The U.S. Federal Sentencing Guidelines provide useful insight into what the U.S. government expects. Under these guidelines, to have an effective ethics and compliance program, an organization must act to prevent crime and promote an organizational culture that encourages lawful behavior. If a company is prosecuted, the severity of the potential penalty can be reduced if an effective compliance program was in place at the time of the misconduct.

Following the Sentencing Guidelines, other regulatory bodies have issued written guidance describing effective compliance programs and policies. However, it is not enough to have policies and a program. The FCPA Resource Guide jointly published by the U.S. Securities and Exchange Commission, and the DOJ notes that:

A well-designed compliance program that is not enforced in good faith, such as when corporate management explicitly or implicitly encourages employees to engage in misconduct to achieve business objectives, will be ineffective. DOJ and SEC have often encountered companies with compliance programs that are strong on paper but that nevertheless have significant FCPA violations because management has failed to effectively implement the program even in the face of obvious signs of corruption.

A recent case in the Northern District of California federal court illustrates the point. Following a conviction on antitrust offenses, a federal judge sentenced AU Optronics (AUO), a Taiwan-based corporation, to three years’ probation and imposed a $500 million fine. As part of the sentence, the court required that AUO “develop, adopt and implement an effective compliance and ethics program.” The government recently accused AUO of violating the court’s directive. The government cited the company’s failure to hire a chief antitrust compliance officer and its board of directors’ failure to exercise the appropriate oversight over antitrust compliance. A hearing is currently scheduled for May 29.

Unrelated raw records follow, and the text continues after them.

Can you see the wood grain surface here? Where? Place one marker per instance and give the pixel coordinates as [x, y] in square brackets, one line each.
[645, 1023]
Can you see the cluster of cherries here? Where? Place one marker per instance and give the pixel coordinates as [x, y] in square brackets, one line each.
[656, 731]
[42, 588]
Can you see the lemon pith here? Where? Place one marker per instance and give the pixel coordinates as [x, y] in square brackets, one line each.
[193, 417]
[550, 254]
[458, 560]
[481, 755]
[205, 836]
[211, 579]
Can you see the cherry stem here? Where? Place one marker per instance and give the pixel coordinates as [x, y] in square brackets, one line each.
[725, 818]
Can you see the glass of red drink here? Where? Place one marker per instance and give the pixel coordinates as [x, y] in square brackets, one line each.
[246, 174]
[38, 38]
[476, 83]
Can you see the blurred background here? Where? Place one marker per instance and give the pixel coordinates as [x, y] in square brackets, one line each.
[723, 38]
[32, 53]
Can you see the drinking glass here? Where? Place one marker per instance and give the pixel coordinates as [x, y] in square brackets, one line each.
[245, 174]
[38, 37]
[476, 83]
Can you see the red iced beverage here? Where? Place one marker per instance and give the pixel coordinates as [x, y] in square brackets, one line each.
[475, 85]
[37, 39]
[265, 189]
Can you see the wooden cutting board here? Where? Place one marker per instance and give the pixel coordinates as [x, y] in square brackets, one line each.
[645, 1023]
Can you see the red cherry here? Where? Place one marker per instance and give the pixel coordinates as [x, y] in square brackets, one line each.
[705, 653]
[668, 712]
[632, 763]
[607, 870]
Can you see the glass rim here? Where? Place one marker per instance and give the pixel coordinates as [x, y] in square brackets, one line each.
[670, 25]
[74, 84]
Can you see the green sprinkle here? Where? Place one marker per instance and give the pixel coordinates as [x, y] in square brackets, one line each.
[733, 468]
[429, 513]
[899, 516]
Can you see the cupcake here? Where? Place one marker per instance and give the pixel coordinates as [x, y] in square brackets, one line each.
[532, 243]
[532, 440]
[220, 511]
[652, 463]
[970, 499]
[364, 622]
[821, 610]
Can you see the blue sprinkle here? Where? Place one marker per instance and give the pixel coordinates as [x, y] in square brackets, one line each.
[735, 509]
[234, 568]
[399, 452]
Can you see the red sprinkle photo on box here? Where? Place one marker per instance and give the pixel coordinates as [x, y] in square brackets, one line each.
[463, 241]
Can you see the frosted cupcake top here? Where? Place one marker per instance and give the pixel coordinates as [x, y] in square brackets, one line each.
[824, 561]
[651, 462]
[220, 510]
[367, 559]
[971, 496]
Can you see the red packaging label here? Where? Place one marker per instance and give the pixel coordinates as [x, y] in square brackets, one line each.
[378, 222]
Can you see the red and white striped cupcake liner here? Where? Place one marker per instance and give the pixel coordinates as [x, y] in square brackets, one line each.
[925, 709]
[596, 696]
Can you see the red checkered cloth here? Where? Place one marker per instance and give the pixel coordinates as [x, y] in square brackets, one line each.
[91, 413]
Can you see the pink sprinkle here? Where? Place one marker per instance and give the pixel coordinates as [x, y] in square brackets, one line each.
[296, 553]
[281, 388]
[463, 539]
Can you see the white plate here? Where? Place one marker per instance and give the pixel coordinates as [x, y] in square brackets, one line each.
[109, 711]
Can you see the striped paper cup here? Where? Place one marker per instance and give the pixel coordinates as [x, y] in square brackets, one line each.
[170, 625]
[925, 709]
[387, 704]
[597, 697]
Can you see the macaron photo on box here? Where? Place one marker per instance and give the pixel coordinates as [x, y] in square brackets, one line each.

AUO’s alleged compliance failures should be contrasted with Siemens’ successful implementation of its program. Based on the Siemens’ efforts, as documented by a corporate monitor, the government concluded that the company had complied with the requirements of its plea agreement and its final judgment in the SEC civil action.

Training is key

It is not uncommon for companies experiencing a compliance failure to have had a training program in place. The failure is often perceived to suggest some deficiency in the program. Distributing an ethics policy, or even having periodic general lectures on compliance, is unlikely to create either a compliance culture or a sufficiently educated workforce. It is also unlikely to impress prosecutors in the event of a compliance failure.

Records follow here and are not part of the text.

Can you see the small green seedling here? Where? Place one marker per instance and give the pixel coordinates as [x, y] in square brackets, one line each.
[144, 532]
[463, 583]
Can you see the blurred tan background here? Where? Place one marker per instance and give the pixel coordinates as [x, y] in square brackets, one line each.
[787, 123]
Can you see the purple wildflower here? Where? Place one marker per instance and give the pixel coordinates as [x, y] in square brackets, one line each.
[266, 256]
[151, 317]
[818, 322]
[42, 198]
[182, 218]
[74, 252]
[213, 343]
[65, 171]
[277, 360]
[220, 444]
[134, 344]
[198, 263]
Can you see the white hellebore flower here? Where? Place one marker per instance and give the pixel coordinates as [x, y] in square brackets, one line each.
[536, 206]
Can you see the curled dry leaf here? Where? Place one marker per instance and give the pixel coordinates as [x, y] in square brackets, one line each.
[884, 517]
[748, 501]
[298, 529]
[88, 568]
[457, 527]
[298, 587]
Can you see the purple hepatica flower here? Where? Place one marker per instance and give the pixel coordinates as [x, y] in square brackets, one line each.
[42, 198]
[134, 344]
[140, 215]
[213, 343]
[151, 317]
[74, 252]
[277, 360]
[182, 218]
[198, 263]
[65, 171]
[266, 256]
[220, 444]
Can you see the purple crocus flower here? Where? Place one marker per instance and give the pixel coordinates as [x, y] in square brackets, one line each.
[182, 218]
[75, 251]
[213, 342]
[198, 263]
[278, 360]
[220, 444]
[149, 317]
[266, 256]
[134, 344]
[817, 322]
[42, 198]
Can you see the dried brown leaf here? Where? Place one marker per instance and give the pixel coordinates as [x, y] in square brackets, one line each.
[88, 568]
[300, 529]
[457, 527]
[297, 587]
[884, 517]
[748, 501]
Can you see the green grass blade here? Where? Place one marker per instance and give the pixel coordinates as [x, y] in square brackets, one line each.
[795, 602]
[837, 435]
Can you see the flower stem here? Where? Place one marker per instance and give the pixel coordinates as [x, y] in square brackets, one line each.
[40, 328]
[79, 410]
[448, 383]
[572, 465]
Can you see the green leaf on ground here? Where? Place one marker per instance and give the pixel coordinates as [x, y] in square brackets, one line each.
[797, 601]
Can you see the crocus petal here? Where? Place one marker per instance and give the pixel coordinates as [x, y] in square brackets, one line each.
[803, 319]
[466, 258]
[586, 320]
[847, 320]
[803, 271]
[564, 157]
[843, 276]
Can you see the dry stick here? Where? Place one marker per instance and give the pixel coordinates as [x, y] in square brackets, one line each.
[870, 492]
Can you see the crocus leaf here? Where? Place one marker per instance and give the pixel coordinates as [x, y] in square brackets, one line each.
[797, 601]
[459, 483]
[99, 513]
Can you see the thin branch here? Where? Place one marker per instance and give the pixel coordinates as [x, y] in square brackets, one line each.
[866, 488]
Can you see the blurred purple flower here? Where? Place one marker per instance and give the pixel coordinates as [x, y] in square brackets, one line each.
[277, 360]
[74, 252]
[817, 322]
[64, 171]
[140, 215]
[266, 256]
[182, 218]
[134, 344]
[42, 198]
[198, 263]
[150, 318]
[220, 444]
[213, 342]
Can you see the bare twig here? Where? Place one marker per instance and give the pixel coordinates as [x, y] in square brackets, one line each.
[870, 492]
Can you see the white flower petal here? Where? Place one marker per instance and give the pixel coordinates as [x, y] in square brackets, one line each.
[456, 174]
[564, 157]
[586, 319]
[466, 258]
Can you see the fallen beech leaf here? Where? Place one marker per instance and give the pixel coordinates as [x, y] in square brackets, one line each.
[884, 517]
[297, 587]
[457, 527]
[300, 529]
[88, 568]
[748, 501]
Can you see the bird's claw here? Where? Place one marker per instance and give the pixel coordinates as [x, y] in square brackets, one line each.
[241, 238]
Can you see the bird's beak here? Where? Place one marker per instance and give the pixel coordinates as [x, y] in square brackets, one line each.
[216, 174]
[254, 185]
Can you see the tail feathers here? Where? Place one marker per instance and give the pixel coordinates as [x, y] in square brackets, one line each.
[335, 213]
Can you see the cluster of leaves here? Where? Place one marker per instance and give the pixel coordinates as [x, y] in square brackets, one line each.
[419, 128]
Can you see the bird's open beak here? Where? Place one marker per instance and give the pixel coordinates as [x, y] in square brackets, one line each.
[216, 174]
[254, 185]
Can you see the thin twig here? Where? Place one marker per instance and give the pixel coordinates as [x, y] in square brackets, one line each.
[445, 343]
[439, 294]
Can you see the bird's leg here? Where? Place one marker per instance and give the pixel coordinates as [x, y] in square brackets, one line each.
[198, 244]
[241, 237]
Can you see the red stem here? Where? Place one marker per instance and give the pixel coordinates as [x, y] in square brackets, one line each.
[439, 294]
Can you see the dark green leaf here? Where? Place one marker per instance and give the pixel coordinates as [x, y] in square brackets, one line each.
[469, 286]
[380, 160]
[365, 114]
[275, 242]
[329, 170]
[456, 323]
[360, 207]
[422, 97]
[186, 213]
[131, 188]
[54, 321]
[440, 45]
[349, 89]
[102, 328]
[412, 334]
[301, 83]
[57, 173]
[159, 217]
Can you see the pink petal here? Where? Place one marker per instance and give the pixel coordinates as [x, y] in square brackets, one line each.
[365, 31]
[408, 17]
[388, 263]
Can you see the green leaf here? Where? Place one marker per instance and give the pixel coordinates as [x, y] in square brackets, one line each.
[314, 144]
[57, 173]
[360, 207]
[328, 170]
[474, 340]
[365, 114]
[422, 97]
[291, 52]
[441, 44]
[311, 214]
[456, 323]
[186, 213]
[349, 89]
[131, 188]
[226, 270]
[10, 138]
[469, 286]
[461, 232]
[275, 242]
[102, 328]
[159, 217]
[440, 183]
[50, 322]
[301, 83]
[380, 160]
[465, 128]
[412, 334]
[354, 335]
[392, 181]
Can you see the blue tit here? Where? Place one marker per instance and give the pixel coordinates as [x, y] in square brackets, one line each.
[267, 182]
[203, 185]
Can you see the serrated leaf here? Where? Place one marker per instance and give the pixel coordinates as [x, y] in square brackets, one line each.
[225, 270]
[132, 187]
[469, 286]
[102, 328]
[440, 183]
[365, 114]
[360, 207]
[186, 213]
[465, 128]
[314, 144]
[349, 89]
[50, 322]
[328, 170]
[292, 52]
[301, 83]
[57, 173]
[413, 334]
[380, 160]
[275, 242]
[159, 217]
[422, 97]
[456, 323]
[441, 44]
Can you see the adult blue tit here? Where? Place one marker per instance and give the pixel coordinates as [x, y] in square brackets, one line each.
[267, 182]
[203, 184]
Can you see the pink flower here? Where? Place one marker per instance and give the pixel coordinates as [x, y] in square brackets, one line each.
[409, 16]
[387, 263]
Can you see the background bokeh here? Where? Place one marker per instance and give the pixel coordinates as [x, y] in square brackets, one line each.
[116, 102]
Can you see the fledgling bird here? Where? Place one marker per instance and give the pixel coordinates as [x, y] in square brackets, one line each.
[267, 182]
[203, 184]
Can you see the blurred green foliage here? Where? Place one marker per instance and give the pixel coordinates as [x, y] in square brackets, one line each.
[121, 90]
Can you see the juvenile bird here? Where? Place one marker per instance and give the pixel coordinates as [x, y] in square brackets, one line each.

In addition to straightforward explanations of the types of prohibited and expected conduct, employees should be given information designed to help them understand the reasons behind the compliance policy. Such training should also be tailored to the employees’ functions; “cookie cutter” web-based training will not suffice. For individuals in high risk positions, in-person training is ideal.

Conclusion

A compliance failure is likely to be expensive, even if the government does not pursue enforcement action. The money is not all wasted if the company takes the “opportunit[y] that comes from a good crisis” to invest in a stronger compliance function that is better suited to the company’s specific business and culture, as well as today’s ever-changing conditions. Effective leadership, clearly articulated standards, robust employee education, and user-friendly reporting lines might make the difference in the future between reporting questionable conduct by a colleague or external contact and ignoring or, worse, concealing it.